The Cure for Middle East Crises
There’s nothing like middle east turmoil to make Americans anxious about energy supplies, and renew the cry (which goes back to the 1970s) to make this country less dependent on foreign oil. This time, however, it is well to note that remedies are at last underway. Libya and Florida appear to be playing a major role. This is not just good for the U.S., it might turn out to be great news for the state economy.
The scoop: Within just the last few months, stuff that has been talked about for decades is at last taking shape. It is hard to say which of three initiatives in the field might pay off, and possibly dominate, but the hope is that all three will contribute their share.
Closest to home, Florida Power & Light has proposed a wind farm on the edge of Lake Okeechobee. Florida has not been seen as ideal for wind energy. Despite breezes that always seem to be blowing in from the sea, western states are generally seen as more favorable for wind energy than Florida. But FPL has a pretty good track record in the field, and one must trust their instincts. Okeechobee is a huge body of water, the largest lake south of the Great Lakes, and if there’s any place wind can build up the volume necessary for a wind farm, that is it.
Not far away in Vero Beach, a concept long talked about is actually underway: making ethanol, a substitute for gasoline, from waste. The idea has been on the table for years, especially using sugar cane and its waste products. An Illinois firm, Coskata, has been planning a facility with U.S. Sugar Corp, but they have been beaten out of the gate by New Planet Energy and INEOS, the partners in Vero. Ethanol from waste is very unlike ethanol from corn, which is expensive and uses up food supply. This plant will take nature’s junk (yard waste and agricultural waste) and turn it into energy. It solves a waste management problem in the process of solving the larger energy problem. The plant is scheduled to begin construction late this year, and should be producing 8 million gallons of fuel by 2012. Ethanol has its critics, who consider it less efficient than gasoline, and damaging to some engines. But the auto industry is working on engines that can run on it. You have to think if consumers want it, technology will deliver it.
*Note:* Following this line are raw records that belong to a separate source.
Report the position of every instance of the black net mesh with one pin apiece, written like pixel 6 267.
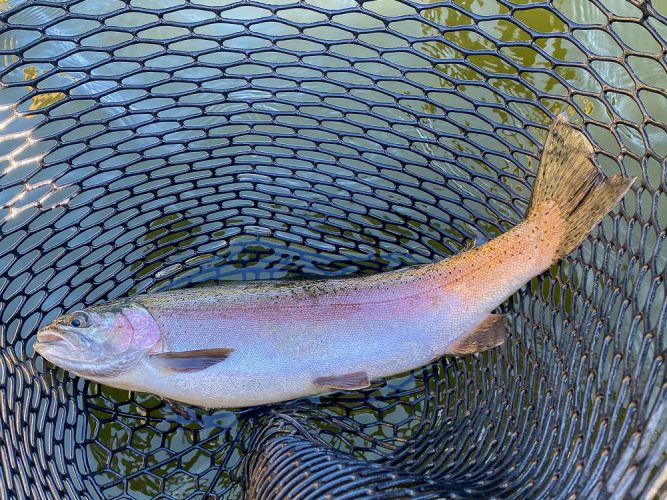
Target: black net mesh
pixel 155 144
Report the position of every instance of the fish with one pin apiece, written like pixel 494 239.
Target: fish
pixel 244 344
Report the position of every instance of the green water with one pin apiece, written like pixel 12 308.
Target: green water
pixel 162 441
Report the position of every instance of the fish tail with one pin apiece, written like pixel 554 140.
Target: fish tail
pixel 569 181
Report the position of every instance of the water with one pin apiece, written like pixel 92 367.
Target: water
pixel 216 155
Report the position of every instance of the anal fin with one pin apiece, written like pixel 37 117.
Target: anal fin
pixel 489 333
pixel 347 381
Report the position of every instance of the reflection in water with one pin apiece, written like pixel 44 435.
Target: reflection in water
pixel 225 157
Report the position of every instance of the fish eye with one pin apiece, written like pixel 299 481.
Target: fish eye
pixel 79 319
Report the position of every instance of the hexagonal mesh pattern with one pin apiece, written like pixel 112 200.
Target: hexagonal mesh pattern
pixel 153 144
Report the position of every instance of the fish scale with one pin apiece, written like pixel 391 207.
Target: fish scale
pixel 247 344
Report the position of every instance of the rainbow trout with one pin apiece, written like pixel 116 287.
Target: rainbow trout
pixel 253 343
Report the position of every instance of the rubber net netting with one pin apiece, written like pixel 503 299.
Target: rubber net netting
pixel 148 145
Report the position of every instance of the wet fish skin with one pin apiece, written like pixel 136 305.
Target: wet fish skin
pixel 252 343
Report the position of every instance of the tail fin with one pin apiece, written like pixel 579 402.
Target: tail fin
pixel 569 179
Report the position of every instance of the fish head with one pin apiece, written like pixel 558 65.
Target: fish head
pixel 100 341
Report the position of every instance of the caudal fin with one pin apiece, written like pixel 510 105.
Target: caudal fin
pixel 569 180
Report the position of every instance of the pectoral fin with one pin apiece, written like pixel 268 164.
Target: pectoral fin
pixel 191 361
pixel 347 381
pixel 490 333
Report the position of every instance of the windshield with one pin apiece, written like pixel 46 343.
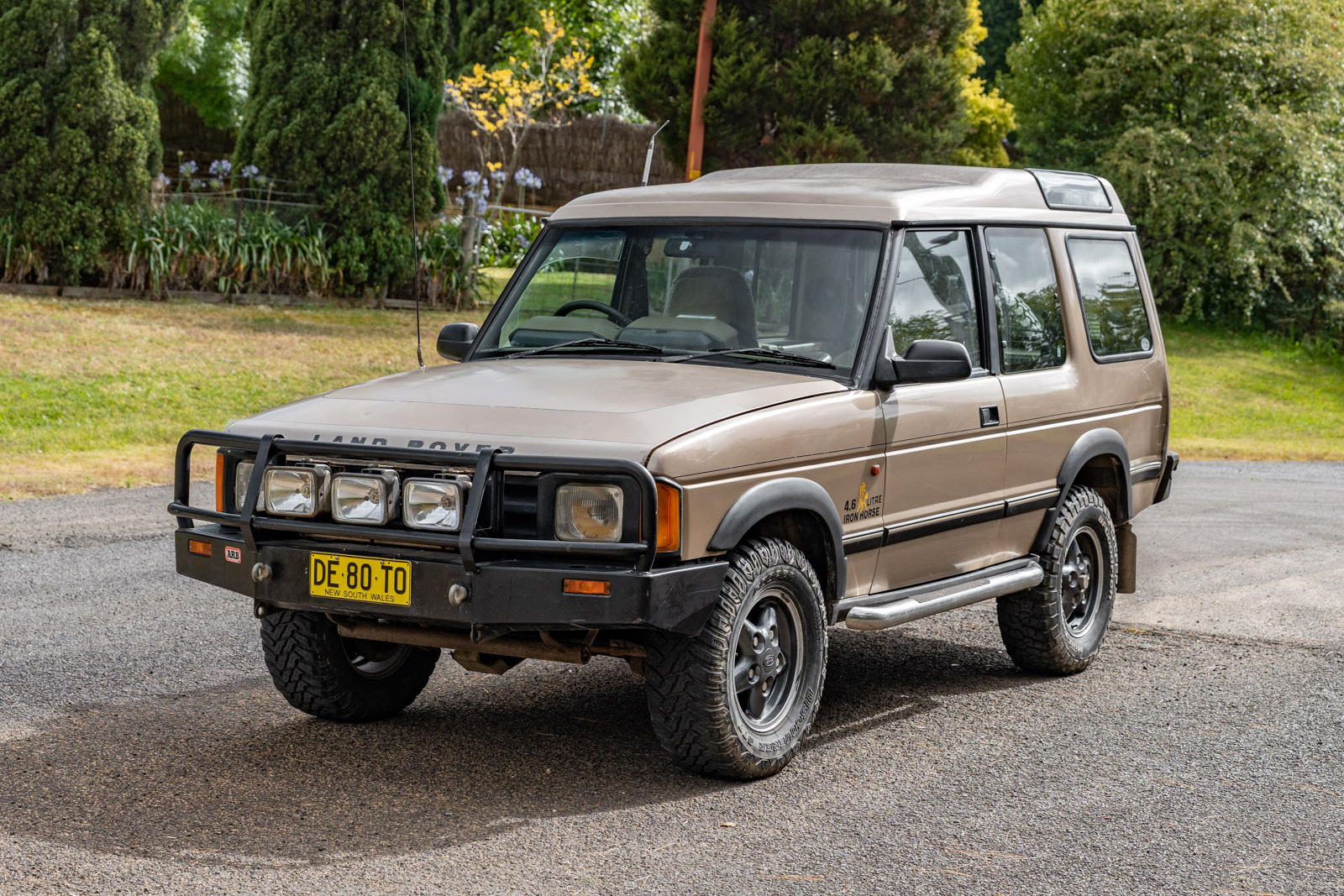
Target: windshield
pixel 734 295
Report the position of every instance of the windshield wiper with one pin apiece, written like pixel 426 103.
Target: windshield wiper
pixel 596 342
pixel 759 352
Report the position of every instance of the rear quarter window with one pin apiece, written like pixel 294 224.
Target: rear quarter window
pixel 1112 298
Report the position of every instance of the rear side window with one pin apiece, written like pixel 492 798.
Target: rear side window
pixel 1113 305
pixel 1032 327
pixel 936 295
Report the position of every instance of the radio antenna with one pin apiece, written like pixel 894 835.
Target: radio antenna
pixel 648 157
pixel 410 152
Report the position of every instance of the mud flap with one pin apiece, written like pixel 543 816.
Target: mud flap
pixel 1126 573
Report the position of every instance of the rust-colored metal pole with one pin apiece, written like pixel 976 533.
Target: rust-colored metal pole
pixel 703 53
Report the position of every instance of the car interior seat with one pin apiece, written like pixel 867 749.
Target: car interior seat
pixel 721 293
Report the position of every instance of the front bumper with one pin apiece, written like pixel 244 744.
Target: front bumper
pixel 503 597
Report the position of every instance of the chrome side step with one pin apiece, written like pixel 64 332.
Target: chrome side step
pixel 906 605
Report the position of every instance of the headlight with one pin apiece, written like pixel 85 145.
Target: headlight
pixel 433 504
pixel 295 490
pixel 242 476
pixel 588 512
pixel 366 500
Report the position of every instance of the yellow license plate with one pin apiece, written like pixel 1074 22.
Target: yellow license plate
pixel 349 578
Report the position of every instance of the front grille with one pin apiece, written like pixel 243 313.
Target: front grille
pixel 517 510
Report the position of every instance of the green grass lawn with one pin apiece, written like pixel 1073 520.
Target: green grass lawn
pixel 1253 396
pixel 97 392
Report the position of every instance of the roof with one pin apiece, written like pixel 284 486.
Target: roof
pixel 848 192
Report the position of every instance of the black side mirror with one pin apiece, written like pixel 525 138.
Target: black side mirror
pixel 456 338
pixel 927 360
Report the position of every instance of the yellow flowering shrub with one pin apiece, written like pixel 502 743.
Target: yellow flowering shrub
pixel 550 73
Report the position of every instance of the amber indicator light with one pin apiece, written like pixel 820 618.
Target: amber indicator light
pixel 588 586
pixel 669 517
pixel 219 485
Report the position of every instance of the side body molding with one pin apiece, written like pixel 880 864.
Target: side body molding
pixel 774 497
pixel 1101 443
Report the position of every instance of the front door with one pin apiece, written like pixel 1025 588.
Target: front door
pixel 945 441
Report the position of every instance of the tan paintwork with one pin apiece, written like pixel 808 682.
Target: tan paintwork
pixel 851 192
pixel 887 458
pixel 544 405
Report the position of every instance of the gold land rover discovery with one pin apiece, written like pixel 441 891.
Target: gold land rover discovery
pixel 703 423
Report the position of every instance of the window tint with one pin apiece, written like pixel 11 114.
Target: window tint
pixel 1113 307
pixel 936 295
pixel 1032 327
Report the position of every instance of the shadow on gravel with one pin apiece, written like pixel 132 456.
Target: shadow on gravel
pixel 237 777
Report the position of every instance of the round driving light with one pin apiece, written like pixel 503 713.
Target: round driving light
pixel 588 512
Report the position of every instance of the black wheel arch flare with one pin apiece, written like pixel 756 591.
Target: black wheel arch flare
pixel 784 496
pixel 1099 443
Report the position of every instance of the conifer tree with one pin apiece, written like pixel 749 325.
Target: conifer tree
pixel 1222 127
pixel 327 113
pixel 78 123
pixel 799 82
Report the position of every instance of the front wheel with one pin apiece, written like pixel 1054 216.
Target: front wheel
pixel 340 679
pixel 1058 626
pixel 736 700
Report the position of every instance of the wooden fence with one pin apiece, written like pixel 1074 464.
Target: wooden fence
pixel 586 156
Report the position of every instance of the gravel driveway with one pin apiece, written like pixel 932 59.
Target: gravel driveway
pixel 144 750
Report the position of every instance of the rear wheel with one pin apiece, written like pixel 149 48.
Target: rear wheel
pixel 1058 626
pixel 340 679
pixel 736 700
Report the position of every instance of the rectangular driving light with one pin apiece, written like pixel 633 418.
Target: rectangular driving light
pixel 433 504
pixel 589 512
pixel 295 490
pixel 366 499
pixel 597 587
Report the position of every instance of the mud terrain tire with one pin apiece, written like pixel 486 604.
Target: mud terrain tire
pixel 1058 626
pixel 340 679
pixel 736 700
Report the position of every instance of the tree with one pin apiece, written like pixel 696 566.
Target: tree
pixel 988 114
pixel 476 29
pixel 548 76
pixel 1001 19
pixel 206 62
pixel 327 112
pixel 864 81
pixel 78 123
pixel 1222 127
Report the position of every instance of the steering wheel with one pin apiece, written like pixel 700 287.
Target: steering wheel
pixel 617 317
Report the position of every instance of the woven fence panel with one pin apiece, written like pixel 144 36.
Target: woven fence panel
pixel 586 156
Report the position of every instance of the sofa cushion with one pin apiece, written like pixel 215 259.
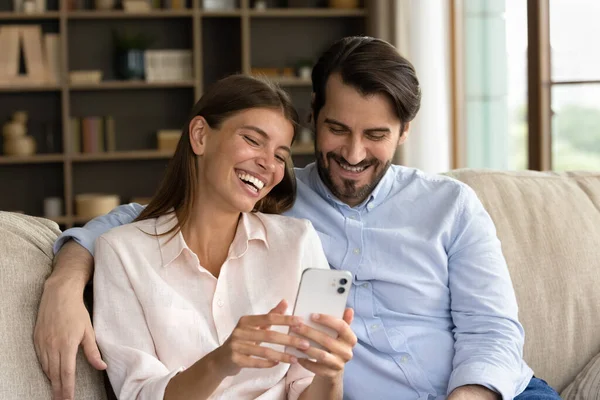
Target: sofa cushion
pixel 25 263
pixel 587 384
pixel 549 226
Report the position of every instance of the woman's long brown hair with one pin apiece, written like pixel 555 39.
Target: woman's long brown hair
pixel 222 100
Finally, FPL again, is into the solar energy business. Several Florida facilities that already produce electricity from the sun are operating. President Obama came down to open the largest one in DeSoto County, capable of serving 3,000 homes. The potential of solar is huge. We read almost daily of new buildings which produce their own electricity from panels on their roofs. Unlike other renewable energy systems, solar has no harmful by-products. Wind energy is dangerous for some birds. Biofuels obviously have some emissions. Solar is simply clean. All it needs is sun, and they don’t call us the Sunshine State for nothing. Leave your car in the sun for an afternoon and try to touch the steering wheel. That may be the only downside to solar heating.
In the larger sense of the problem, what is happening on three fronts may appear to be baby steps, but babies grow up and some of them run very fast If the projects already underway prove successful, Florida may someday be the Silicone Valley of renewable energy.